Findings from research and expert review panels have also heavily criticized the monitoring of tar sands impacted regions, finding even basic monitoring deficient. The result is that government and industry cannot accurately measure and monitor the impact of tar sands extraction on water resources. Research done by Erin Kelly and David Schindler of the University of Alberta, for example, concluded that the current monitoring system has “serious defects.” In total, the absence of effective enforcement and monitoring rewards lack of industry investment in environmental management. It allows industry to avoid paying the real cost of using and polluting water and it encourages tar sands companies to treat Canada’s shared water as their personal resource and a toxic dumping ground.
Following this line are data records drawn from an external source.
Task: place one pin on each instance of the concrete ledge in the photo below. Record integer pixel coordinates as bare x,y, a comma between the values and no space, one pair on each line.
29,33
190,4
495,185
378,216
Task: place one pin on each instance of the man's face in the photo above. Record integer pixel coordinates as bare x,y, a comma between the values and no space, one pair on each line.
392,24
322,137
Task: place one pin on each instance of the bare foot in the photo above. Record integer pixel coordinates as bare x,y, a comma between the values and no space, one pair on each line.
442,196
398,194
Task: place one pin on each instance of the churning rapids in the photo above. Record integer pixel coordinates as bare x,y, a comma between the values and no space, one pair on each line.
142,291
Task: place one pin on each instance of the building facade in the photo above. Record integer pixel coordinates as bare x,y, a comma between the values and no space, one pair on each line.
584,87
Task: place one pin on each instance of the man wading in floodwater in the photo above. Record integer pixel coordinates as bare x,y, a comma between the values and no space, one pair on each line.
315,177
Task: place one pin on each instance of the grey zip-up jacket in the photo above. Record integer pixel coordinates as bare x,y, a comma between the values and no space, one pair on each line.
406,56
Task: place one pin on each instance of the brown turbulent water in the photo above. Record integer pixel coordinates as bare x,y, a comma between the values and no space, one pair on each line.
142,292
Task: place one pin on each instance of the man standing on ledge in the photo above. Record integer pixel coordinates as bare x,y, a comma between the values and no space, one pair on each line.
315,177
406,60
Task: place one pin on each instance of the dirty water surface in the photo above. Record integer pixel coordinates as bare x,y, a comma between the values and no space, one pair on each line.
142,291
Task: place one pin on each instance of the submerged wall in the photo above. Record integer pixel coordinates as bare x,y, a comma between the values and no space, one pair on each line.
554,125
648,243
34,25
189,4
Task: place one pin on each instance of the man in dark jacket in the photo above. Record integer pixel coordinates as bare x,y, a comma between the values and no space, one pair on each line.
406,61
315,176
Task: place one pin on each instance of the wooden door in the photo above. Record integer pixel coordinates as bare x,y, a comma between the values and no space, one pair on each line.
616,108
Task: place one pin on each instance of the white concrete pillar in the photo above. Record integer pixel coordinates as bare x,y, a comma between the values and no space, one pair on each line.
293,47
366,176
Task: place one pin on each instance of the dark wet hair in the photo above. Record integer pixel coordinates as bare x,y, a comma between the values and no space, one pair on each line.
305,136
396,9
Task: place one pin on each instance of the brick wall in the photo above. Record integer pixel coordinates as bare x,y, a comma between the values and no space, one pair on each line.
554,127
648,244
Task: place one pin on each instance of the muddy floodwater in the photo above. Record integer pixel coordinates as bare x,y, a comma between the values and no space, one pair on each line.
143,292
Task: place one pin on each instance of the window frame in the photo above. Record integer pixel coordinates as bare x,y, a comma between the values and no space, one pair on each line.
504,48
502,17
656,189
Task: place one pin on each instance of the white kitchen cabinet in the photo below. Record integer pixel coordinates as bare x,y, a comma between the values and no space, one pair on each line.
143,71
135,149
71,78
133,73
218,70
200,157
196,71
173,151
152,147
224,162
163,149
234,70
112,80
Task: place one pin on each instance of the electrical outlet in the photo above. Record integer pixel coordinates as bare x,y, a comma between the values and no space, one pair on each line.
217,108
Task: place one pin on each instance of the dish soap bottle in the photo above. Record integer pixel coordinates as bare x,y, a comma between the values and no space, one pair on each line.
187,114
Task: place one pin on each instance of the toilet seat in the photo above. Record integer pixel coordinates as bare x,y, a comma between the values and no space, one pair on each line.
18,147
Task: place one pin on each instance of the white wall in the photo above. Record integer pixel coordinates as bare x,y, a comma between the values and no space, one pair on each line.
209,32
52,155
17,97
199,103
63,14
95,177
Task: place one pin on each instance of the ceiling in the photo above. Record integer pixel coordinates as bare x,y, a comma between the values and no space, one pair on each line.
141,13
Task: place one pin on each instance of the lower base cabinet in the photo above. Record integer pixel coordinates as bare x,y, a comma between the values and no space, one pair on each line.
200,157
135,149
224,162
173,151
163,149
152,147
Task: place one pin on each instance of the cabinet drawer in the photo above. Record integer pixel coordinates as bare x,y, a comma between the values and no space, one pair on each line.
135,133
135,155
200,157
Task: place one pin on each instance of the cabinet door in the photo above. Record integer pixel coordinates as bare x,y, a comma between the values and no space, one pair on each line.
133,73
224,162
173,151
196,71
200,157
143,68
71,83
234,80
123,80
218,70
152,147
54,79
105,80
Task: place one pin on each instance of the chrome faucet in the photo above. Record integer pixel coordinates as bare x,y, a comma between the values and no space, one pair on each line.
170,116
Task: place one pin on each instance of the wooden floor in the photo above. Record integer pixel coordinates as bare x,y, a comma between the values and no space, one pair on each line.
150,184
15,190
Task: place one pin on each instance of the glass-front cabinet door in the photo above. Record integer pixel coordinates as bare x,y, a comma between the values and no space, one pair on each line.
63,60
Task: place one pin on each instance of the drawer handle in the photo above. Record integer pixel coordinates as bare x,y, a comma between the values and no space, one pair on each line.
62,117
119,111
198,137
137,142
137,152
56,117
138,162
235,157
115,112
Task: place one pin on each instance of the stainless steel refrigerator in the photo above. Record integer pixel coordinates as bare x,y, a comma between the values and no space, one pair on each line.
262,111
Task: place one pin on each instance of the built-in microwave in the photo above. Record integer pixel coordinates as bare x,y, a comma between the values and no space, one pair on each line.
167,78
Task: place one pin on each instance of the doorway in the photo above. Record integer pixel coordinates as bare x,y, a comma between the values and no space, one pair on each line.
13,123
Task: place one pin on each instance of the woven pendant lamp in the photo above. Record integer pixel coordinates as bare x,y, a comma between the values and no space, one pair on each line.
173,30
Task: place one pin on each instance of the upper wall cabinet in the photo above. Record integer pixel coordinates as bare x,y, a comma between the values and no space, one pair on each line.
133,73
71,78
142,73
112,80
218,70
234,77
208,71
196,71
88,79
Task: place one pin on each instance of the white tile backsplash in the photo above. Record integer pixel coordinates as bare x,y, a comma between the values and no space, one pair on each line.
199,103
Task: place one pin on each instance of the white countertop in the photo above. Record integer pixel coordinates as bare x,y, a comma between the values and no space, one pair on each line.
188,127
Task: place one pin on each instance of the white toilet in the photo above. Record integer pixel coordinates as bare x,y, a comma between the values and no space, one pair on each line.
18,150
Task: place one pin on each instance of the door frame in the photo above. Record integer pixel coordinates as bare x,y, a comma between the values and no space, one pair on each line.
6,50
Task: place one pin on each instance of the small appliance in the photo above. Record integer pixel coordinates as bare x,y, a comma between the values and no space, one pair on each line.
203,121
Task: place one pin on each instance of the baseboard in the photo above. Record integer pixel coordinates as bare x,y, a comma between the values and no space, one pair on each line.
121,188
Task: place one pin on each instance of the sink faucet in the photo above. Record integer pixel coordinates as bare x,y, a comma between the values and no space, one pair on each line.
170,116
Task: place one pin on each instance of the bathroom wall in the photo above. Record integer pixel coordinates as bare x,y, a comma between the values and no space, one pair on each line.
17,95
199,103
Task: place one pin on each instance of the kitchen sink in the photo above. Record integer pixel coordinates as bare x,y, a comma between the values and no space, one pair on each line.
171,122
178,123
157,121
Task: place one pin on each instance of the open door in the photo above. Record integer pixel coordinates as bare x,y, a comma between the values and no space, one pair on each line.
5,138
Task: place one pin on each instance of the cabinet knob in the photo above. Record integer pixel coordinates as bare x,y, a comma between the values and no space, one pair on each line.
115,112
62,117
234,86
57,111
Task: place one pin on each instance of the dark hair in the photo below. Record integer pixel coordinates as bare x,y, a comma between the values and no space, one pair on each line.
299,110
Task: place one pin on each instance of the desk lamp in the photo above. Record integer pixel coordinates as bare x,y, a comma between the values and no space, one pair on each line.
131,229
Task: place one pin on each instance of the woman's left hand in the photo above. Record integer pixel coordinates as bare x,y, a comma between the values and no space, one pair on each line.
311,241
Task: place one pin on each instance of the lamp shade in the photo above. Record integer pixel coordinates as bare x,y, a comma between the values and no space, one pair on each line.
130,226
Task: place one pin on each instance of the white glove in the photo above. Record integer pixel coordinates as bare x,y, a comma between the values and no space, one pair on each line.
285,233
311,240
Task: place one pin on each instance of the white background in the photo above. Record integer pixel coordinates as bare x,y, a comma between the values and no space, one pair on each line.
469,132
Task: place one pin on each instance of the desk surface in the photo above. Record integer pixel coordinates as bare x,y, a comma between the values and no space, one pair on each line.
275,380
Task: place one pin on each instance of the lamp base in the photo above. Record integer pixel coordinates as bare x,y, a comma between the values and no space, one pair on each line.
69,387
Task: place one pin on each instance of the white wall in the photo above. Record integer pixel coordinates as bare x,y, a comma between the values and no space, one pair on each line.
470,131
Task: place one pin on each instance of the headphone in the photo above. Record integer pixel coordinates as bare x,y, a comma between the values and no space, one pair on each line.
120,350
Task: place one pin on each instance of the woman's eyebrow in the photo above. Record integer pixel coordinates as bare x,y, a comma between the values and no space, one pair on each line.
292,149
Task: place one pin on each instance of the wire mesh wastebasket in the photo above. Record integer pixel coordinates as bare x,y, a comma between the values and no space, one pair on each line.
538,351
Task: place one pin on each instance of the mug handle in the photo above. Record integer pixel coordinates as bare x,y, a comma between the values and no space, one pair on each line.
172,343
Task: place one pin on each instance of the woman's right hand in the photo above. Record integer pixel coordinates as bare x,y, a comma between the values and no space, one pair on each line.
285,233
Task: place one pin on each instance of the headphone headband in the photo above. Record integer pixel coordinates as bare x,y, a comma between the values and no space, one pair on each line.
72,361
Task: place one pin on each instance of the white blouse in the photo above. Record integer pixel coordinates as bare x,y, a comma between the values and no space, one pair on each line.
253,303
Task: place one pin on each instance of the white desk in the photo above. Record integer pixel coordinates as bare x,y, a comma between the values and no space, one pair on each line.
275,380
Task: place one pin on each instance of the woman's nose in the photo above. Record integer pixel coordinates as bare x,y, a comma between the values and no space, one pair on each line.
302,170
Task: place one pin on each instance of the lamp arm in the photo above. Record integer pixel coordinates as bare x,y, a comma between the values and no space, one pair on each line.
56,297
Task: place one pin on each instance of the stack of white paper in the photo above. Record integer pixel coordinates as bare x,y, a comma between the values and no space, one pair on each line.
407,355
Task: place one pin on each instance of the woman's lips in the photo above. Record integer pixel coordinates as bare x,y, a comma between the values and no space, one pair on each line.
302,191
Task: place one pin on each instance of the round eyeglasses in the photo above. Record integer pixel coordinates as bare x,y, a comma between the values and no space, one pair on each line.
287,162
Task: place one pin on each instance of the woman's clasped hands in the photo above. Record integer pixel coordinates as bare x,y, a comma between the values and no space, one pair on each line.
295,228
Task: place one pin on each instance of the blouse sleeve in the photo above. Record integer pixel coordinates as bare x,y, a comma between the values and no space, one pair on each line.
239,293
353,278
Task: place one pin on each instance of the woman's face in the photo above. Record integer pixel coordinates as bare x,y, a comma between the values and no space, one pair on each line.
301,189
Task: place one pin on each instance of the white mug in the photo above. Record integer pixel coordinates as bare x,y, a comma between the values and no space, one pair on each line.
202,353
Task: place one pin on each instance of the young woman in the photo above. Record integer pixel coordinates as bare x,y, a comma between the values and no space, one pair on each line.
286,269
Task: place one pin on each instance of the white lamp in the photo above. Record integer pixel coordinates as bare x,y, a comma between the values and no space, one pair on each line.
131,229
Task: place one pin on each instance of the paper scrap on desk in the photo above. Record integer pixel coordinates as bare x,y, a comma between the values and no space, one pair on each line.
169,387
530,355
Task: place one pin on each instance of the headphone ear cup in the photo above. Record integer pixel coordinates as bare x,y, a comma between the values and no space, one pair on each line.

Fortunately, the tar sands industry and its regulators are increasingly under a microscope as they face growing questions from scientists and concerned citizens. There is also growing scrutiny from major trading partners like the United States who are rightfully concerned that the Canadian tar sands are polluting water and air at the same time that industry wants to expand them and sell to new markets.

As a result it is becoming harder to deny the devastating impacts of rapid tar sands growth on nearby water, air, and land and the global increase in climate change-causing pollution. All these impacts are being driven by the burning of fossil fuels and it has never been clearer that we need a plan to phase them out and develop safe, clean and renewable energy. While we work towards this brighter energy future, we also need to ensure that current tar sands operations are doing as little damage to our shared environment as possible.

Improvements in dealing with tailings and reducing water use and pollution are obvious places to make meaningful change. The technology is available and could be implemented much more ambitiously. Instead of bombarding Canadians with a bonanza of pro-tar sands ads that desperately try to paint the tar sands green, the industry should roll out plans that actually make a difference.

Tim Gray is executive director of Environmental Defence Canada.